Un référendum pour un vrai changement

J'ai été très frappé, en suivant François Bayrou hier au Salon de l'Agriculture, d'entendre les récriminations des journalistes de BFMTV. Il faut dire que la masse des caméras, des micros et des appareils photo qui suivaient Bayrou formait une sorte de mole compact, comme on dit au rugby, de la taille et de la brutalité d'un char d'assaut. J'ai moi-même sauvé une pauvre petite vieille dame de se faire écraser par le passage de ce troupeau aveugle (les journalistes et autres perchmen avancent forcément en crabe ou à reculon sans pouvoir regarder où ils marchent) qui faisait une embardée. Outre Bayrou, les jeunes de son équipe, des parlementaires comme Robert Rochefort ou Marielle de Sarnez, des maires ayant donné leur signature, des agents de sécurité de l'organisation du Salon, bref, une centaine de personnes se déplaçait en grappe compacte, surmontée d'une forêt de perches tendant des dizaines de micros au-dessus du candidat à l'élection présidentielle.
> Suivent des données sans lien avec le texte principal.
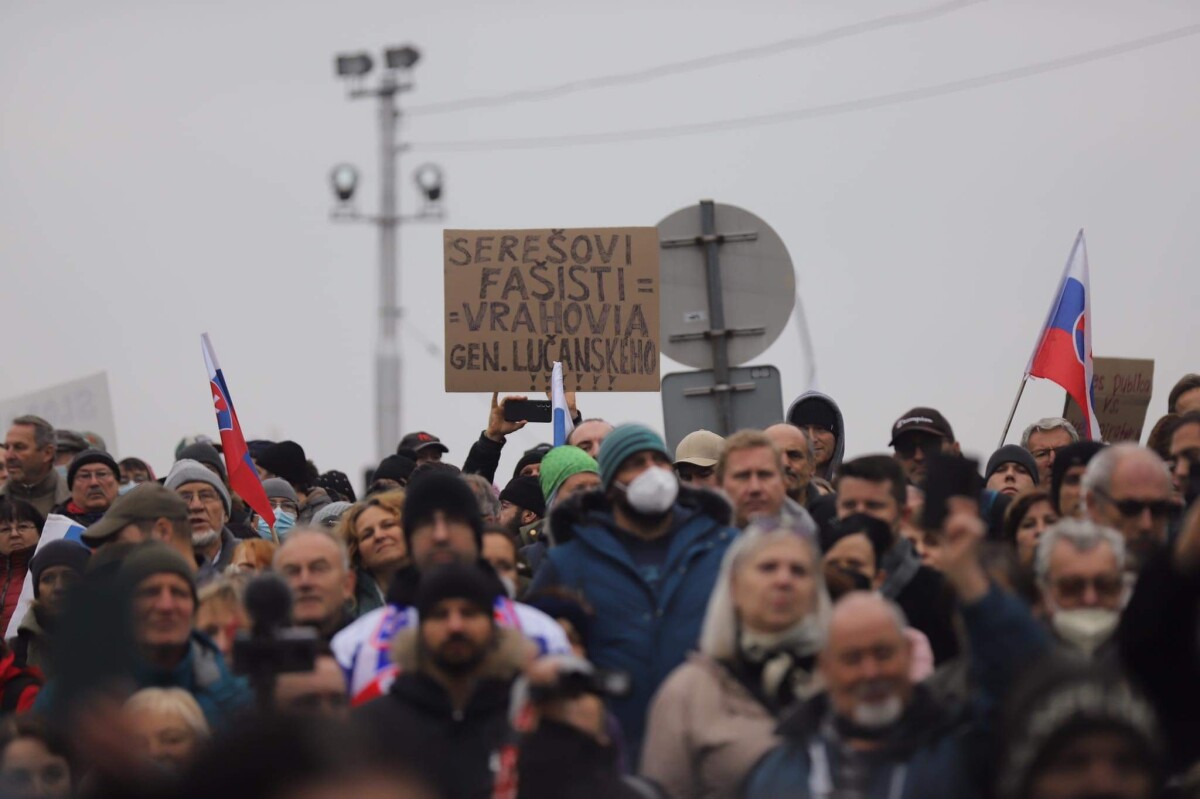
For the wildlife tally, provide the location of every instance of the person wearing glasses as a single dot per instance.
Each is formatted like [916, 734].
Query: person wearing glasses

C'était à la fois le signe encourageant qu'il avait marqué des points la veille et le symbole un peu effrayant de la société médiatique qui, par moments, rappelle qu'en 1789, l'un des événements déclencheurs de la révolution fut une chasse poursuivie dans les faubourgs mêmes de Paris par un frère de Louis XVI, où des passants furent ainsi bousculés et molestés avec la plus parfaite et la plus aveugle indifférence, au nom de la différence entre les choses de réelle importance et la condition inintéressante des manants. Deux fois plus de journalistes que prévu, et crac, on ne retient plus rien.

Le reproche de ce journaliste était simple : avec Sarkozy, on sait où l'on va, tandis qu'avec Bayrou, il va à droite, à gauche, on s'y perd. Et tout est là. Car la masse aveugle des journalistes continue à suivre Sarkozy qui ne peut plus aller nulle part, tandis que le candidat Bayrou, lui, avance sans s'enfermer dans les allées battues et rebattues du monde coupé en deux, hémiplégique, de la droite et de la gauche, fausse opposition d'ailleurs. Il va, il a un chemin, mais ce chemin dérange les prévisions des chiens de garde d'un ordre établi.

Contre cet ordre établi, le référendum voulu par le candidat Bayrou lance un bélier d'une puissance formidable : indépendance de la presse à l'encontre des groupes industriels et financiers, indépendance de la justice sous l'autorité d'un garde des sceaux détaché de la solidarité et de l'autorité gouvernementale, réduction du nombre des parlementaires et introduction d'une dose suffisante de proportionnelle, il y a presque les lignes fortes d'une sixième république, c'est en tout cas l'indice d'une étape fondamentale dans l'histoire de la cinquième.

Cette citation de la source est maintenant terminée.